Zero Liquid Discharge Water Treatment

Zero Liquid Discharge Wastewater Treatment

Zero-liquid discharge (ZLD) is a water treatment process in which all waste water is purified and recycled; therefore, leaving zero discharge at the end of the treatment cycle. ZLD is an advanced wastewater treatment method that includes ultrafiltration, reverse osmosis, evaporation/crystallization, and fractional electro deionization.

Applications of ZLD:

  • Plant Discharge Compliance
  • Cooling Tower Blowdown
  • Flue Gas Desulphurization (FGD)
  • Gasification Wastewater
  • Coal to Chemicals (CTX) waste
  • IGCC Plant treatment

ZLD Technologies:

  • Falling Film Brine Concentrators
  • Forced Circulation Crystallizer
  • Horizontal Spray Film Evaporator
  • Hybrid Systems with Membrane Pre-Concentrators
  • Biological Treatment
  • Solids Waste Handling

Different ZLD systems:

For over 30 years vapor compression evaporation has been the most useful technology to achieve zero liquid discharge. Evaporation recovers about 95 % of a wastewater as distillate for reuse. Waste brine can then be reduced to solids in a crystallizer/dewatering device. However, evaporation alone can be an expensive option when flow rates are considerable.

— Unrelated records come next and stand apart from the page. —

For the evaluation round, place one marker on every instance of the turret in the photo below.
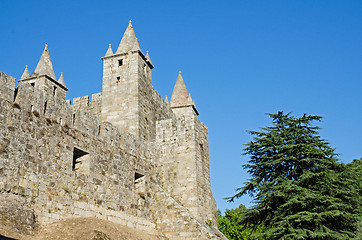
(186, 163)
(43, 77)
(181, 98)
(127, 86)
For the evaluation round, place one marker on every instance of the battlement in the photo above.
(126, 156)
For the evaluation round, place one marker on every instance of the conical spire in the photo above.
(25, 73)
(45, 65)
(180, 96)
(109, 51)
(148, 58)
(129, 41)
(61, 79)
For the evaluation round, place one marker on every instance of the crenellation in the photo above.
(127, 156)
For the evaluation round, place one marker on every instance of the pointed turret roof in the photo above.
(148, 58)
(61, 80)
(109, 51)
(180, 96)
(25, 73)
(45, 65)
(129, 41)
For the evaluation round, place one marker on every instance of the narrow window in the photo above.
(80, 161)
(45, 107)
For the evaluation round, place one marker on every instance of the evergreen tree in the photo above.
(295, 182)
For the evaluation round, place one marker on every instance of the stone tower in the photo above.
(129, 156)
(127, 86)
(184, 144)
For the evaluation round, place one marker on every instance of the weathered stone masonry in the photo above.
(128, 156)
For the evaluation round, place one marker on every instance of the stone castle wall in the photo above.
(67, 163)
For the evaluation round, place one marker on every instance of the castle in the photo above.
(127, 156)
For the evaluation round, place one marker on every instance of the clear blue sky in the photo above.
(239, 59)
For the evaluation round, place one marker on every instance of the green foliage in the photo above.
(300, 190)
(230, 224)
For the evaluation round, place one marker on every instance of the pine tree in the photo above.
(295, 182)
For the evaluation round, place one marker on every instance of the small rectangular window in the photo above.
(81, 161)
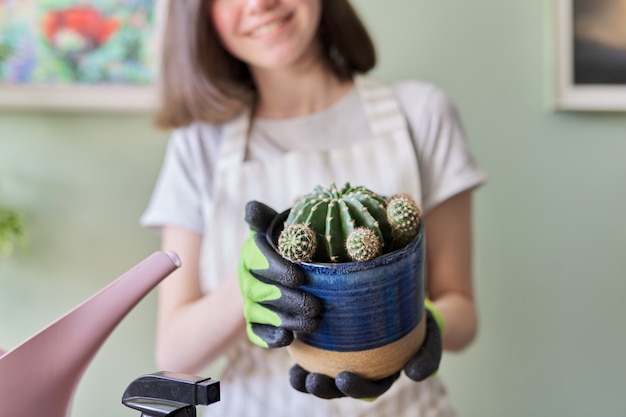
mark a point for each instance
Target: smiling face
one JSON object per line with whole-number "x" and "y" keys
{"x": 268, "y": 34}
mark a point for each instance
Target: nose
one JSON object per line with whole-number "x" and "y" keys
{"x": 262, "y": 5}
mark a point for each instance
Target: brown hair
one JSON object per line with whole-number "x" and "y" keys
{"x": 201, "y": 81}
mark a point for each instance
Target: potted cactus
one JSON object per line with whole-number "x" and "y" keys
{"x": 363, "y": 256}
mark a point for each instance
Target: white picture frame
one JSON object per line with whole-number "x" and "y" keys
{"x": 596, "y": 95}
{"x": 89, "y": 97}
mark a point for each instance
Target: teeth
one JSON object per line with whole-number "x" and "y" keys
{"x": 267, "y": 28}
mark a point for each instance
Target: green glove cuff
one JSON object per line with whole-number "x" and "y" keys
{"x": 430, "y": 306}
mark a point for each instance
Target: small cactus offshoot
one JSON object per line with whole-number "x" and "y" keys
{"x": 362, "y": 244}
{"x": 297, "y": 242}
{"x": 404, "y": 217}
{"x": 348, "y": 224}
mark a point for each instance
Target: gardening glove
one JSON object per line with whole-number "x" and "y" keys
{"x": 347, "y": 384}
{"x": 273, "y": 306}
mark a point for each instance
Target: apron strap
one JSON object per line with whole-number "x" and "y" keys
{"x": 233, "y": 141}
{"x": 381, "y": 106}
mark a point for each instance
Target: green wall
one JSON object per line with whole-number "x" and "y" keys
{"x": 550, "y": 233}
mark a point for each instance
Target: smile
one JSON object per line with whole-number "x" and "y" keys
{"x": 265, "y": 29}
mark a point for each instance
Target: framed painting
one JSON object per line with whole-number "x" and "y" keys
{"x": 591, "y": 47}
{"x": 79, "y": 55}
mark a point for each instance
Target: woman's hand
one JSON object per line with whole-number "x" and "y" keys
{"x": 273, "y": 306}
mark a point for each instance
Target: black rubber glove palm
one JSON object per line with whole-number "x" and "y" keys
{"x": 424, "y": 364}
{"x": 273, "y": 306}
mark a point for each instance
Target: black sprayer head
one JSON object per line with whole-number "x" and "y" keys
{"x": 169, "y": 394}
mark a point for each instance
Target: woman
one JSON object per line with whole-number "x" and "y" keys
{"x": 263, "y": 95}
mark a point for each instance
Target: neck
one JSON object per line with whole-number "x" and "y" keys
{"x": 297, "y": 91}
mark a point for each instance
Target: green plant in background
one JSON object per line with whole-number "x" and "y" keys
{"x": 347, "y": 224}
{"x": 11, "y": 230}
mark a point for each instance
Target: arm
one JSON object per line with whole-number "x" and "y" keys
{"x": 449, "y": 268}
{"x": 194, "y": 329}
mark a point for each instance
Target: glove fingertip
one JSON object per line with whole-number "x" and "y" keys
{"x": 259, "y": 216}
{"x": 322, "y": 386}
{"x": 297, "y": 378}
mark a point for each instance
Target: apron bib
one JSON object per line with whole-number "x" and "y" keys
{"x": 386, "y": 163}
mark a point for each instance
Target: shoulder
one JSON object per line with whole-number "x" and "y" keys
{"x": 419, "y": 98}
{"x": 196, "y": 134}
{"x": 195, "y": 146}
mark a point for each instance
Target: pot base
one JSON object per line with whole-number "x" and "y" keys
{"x": 372, "y": 364}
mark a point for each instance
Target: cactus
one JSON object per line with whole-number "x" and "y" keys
{"x": 297, "y": 242}
{"x": 362, "y": 244}
{"x": 404, "y": 217}
{"x": 334, "y": 213}
{"x": 349, "y": 224}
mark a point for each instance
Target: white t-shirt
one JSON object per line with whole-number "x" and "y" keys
{"x": 446, "y": 164}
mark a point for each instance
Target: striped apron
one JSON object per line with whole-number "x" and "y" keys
{"x": 255, "y": 381}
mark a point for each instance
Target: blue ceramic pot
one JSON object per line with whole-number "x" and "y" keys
{"x": 369, "y": 308}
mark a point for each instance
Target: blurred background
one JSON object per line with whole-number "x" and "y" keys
{"x": 550, "y": 231}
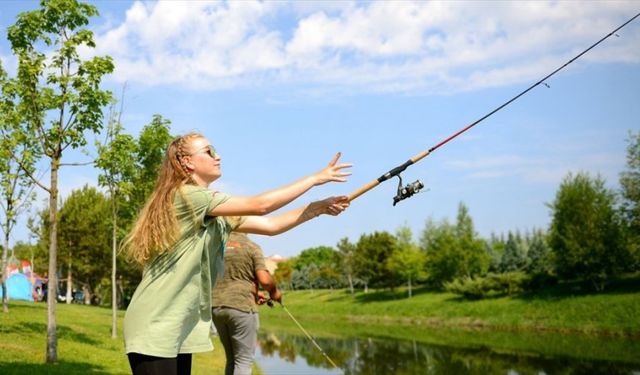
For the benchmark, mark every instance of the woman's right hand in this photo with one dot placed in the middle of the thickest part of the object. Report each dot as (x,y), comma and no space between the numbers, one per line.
(333,172)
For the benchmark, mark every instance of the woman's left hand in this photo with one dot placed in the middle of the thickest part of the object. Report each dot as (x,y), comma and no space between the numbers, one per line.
(330,206)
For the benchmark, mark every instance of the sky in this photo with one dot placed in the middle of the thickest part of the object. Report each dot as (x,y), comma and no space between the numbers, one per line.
(279,87)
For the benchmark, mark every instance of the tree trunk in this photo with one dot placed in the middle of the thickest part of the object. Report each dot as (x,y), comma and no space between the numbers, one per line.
(86,294)
(52,341)
(353,293)
(69,282)
(114,290)
(5,250)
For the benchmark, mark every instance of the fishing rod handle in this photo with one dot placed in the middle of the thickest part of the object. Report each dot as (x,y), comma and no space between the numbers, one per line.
(394,172)
(363,189)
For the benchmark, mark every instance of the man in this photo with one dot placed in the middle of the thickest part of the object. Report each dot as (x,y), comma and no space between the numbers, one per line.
(235,299)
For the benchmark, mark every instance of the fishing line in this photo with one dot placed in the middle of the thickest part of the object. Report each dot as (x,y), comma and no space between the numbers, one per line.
(414,187)
(270,303)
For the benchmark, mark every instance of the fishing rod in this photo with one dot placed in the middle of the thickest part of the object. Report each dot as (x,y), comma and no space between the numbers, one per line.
(410,189)
(270,304)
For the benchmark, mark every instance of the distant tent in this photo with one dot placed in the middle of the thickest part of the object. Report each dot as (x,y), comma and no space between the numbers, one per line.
(19,287)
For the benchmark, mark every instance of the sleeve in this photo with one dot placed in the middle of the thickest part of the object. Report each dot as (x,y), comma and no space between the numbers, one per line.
(234,221)
(258,260)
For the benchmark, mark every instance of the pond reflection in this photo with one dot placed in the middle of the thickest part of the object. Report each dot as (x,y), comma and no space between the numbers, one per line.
(291,354)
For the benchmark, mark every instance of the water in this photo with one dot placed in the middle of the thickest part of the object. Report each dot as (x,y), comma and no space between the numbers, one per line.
(282,354)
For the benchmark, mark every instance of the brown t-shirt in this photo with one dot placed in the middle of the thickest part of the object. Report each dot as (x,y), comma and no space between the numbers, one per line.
(237,286)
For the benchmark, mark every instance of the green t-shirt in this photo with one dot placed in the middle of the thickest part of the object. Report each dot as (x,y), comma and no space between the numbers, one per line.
(170,311)
(236,288)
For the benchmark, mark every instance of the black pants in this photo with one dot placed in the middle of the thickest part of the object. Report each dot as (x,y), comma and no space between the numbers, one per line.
(147,365)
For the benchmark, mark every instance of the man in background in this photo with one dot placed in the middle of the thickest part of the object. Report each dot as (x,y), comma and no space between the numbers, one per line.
(235,299)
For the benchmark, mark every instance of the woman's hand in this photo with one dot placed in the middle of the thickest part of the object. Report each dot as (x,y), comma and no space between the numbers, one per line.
(333,172)
(330,206)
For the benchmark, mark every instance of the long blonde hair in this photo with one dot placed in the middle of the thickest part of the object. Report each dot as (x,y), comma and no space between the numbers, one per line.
(156,229)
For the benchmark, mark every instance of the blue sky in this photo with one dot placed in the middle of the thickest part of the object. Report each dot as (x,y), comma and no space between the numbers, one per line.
(279,87)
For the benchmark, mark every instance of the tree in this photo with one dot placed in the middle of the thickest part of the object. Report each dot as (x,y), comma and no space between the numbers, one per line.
(347,250)
(630,189)
(116,161)
(439,244)
(370,259)
(408,261)
(83,239)
(319,265)
(585,233)
(539,255)
(513,258)
(15,190)
(59,99)
(474,259)
(454,251)
(151,145)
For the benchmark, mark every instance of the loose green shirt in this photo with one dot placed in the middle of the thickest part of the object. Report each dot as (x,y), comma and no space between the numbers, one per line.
(236,289)
(170,311)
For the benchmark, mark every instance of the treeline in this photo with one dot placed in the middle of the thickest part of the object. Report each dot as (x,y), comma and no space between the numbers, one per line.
(86,221)
(594,237)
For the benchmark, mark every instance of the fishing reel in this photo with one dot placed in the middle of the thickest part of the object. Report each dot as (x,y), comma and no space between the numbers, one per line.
(407,191)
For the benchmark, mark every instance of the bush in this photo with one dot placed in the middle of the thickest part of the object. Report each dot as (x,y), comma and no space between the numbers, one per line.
(491,285)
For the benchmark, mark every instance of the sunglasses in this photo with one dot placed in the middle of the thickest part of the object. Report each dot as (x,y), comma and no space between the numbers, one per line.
(208,149)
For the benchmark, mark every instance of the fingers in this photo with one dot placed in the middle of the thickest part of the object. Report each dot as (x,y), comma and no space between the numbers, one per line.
(337,205)
(335,159)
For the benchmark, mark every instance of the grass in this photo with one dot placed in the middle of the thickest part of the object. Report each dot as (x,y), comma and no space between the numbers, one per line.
(85,345)
(596,326)
(565,308)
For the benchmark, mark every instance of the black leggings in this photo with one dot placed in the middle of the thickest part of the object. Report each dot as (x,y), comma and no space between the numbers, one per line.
(147,365)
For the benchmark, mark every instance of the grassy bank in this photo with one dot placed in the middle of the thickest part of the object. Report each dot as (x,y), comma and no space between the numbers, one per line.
(84,342)
(566,308)
(560,322)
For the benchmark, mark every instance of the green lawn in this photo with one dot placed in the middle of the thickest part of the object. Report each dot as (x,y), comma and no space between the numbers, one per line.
(565,308)
(588,323)
(84,342)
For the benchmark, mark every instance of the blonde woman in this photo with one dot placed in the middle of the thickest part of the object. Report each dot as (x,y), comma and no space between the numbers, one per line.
(179,240)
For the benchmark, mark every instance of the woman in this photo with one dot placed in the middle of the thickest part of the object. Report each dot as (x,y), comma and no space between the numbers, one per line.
(179,239)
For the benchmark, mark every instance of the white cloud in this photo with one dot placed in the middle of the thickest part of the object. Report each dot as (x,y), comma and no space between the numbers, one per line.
(377,46)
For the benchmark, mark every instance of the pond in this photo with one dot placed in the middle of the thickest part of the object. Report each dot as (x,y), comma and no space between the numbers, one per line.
(461,353)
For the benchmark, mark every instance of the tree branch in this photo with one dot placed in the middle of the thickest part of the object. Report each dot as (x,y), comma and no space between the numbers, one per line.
(29,174)
(77,164)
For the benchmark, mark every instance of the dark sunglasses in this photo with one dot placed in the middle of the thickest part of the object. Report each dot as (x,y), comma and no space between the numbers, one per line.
(209,150)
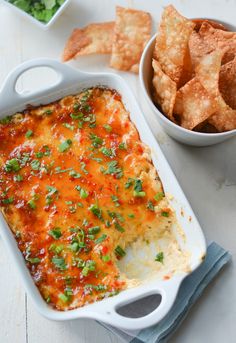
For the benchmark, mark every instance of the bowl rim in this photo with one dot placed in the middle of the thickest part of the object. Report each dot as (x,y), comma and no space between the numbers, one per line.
(33,20)
(160,114)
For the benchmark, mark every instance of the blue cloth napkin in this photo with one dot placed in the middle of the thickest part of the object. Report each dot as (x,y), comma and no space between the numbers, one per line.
(190,290)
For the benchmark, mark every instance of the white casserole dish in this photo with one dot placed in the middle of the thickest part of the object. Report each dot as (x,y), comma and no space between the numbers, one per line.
(72,81)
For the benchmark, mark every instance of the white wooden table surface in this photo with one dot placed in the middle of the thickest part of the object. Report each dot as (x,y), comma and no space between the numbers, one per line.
(207,175)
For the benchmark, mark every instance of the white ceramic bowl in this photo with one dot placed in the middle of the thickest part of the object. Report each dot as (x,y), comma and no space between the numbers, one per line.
(72,81)
(177,132)
(43,26)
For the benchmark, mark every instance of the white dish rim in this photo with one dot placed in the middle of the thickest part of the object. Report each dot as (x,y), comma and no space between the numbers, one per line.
(104,310)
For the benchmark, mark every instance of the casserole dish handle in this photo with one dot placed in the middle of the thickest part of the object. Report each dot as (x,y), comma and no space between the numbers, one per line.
(11,98)
(168,291)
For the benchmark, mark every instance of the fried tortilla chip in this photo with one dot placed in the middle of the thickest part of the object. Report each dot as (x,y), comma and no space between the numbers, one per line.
(131,34)
(171,48)
(227,83)
(93,39)
(208,72)
(164,90)
(219,39)
(198,22)
(194,104)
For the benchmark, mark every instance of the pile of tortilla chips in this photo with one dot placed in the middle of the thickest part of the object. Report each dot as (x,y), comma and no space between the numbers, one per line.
(124,39)
(194,64)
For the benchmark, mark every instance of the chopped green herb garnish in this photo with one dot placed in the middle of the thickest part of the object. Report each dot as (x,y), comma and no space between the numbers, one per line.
(18,178)
(106,258)
(8,201)
(55,233)
(159,196)
(96,211)
(32,204)
(74,174)
(83,165)
(83,193)
(39,154)
(138,188)
(48,112)
(101,239)
(115,200)
(33,260)
(59,263)
(108,152)
(29,134)
(96,141)
(94,230)
(5,120)
(64,146)
(165,214)
(35,164)
(119,227)
(119,251)
(12,165)
(150,206)
(113,169)
(159,257)
(129,183)
(68,126)
(122,146)
(107,127)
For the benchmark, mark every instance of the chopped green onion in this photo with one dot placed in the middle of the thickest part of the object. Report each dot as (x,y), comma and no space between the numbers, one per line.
(64,146)
(29,134)
(119,251)
(159,257)
(55,233)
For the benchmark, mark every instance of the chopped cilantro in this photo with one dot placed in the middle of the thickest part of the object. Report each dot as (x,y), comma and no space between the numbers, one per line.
(39,154)
(59,263)
(108,152)
(12,165)
(101,239)
(115,200)
(159,257)
(29,134)
(35,164)
(68,126)
(119,251)
(107,127)
(55,233)
(150,206)
(138,188)
(165,214)
(8,201)
(18,178)
(96,141)
(96,211)
(113,169)
(159,196)
(64,146)
(106,258)
(32,204)
(94,230)
(83,167)
(74,174)
(129,183)
(119,227)
(122,146)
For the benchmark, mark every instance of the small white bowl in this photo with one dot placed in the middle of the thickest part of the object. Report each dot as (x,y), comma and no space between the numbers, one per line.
(33,20)
(177,132)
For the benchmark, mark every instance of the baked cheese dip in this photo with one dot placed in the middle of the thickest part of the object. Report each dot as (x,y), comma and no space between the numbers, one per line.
(77,187)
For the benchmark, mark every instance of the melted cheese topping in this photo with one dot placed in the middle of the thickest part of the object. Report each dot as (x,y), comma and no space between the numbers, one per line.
(77,187)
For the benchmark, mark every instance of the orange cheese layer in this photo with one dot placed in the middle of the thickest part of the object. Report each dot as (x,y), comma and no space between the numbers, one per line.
(76,187)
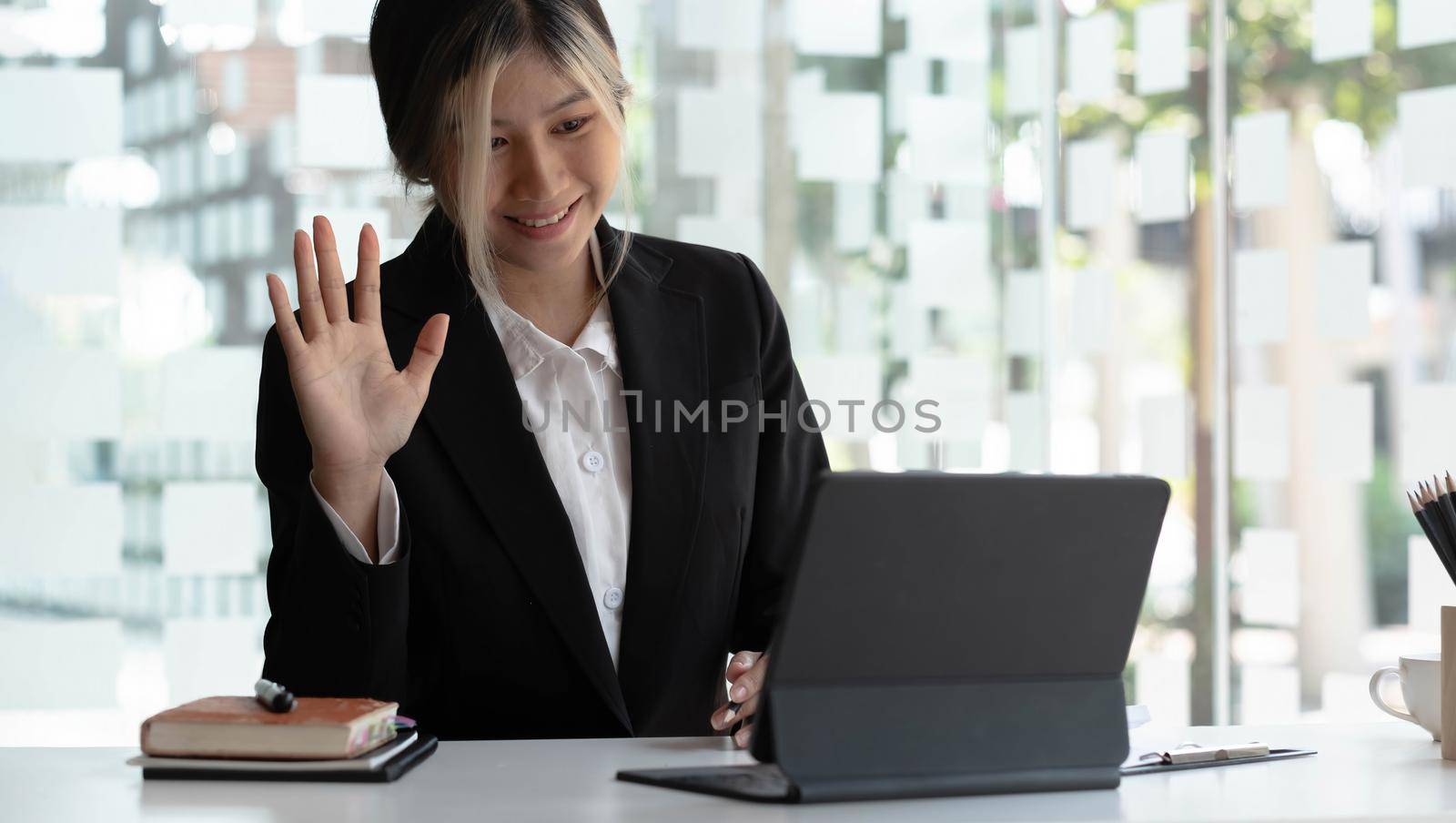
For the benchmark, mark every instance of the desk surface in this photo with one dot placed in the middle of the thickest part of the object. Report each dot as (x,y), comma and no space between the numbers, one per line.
(1388,769)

One way to solve this problem is to integrate membrane processes with evaporation. These technologies are nowadays often combined to provide complete ZLD-systems. The most common membrane processes used so far are reverse osmosis (RO) and electrodialysis reversal (EDR). By combining these technologies with evaporation and crystallization ZLD systems have become less expensive. They are however combined differently depending on the circumstances. Together with these components, a variety of other well-known water treatment technologies are used in ZLD-systems for pre-treatment and polishing treatment. These treatments are:

  • pH adjustment
  • degasifier
  • mixed/separate bed
  • oil/water separator
  • neutralization
  • oxidation (UV, ozone, sodium hypochlorite) 4
  • dissolved air flotation (DAF)
  • carbon adsorption
  • anaerobic or aerobic digestion

The variation of ZLD-systems are endless

Designing a ZLD System:

Characterizing the waste stream is difficult yet essential when designing a ZLD-system. It is important to start off with a realistic estimate of composition, feed chemistry and flow rate. A poorly described waste stream will likely lead to a design which is far from its optimum.

The system will either be too large and expensive or too small to achieve the required separation. The selection of the waste water flow rate typically determines the size and therefore the initial capital cost of the ZLD-system.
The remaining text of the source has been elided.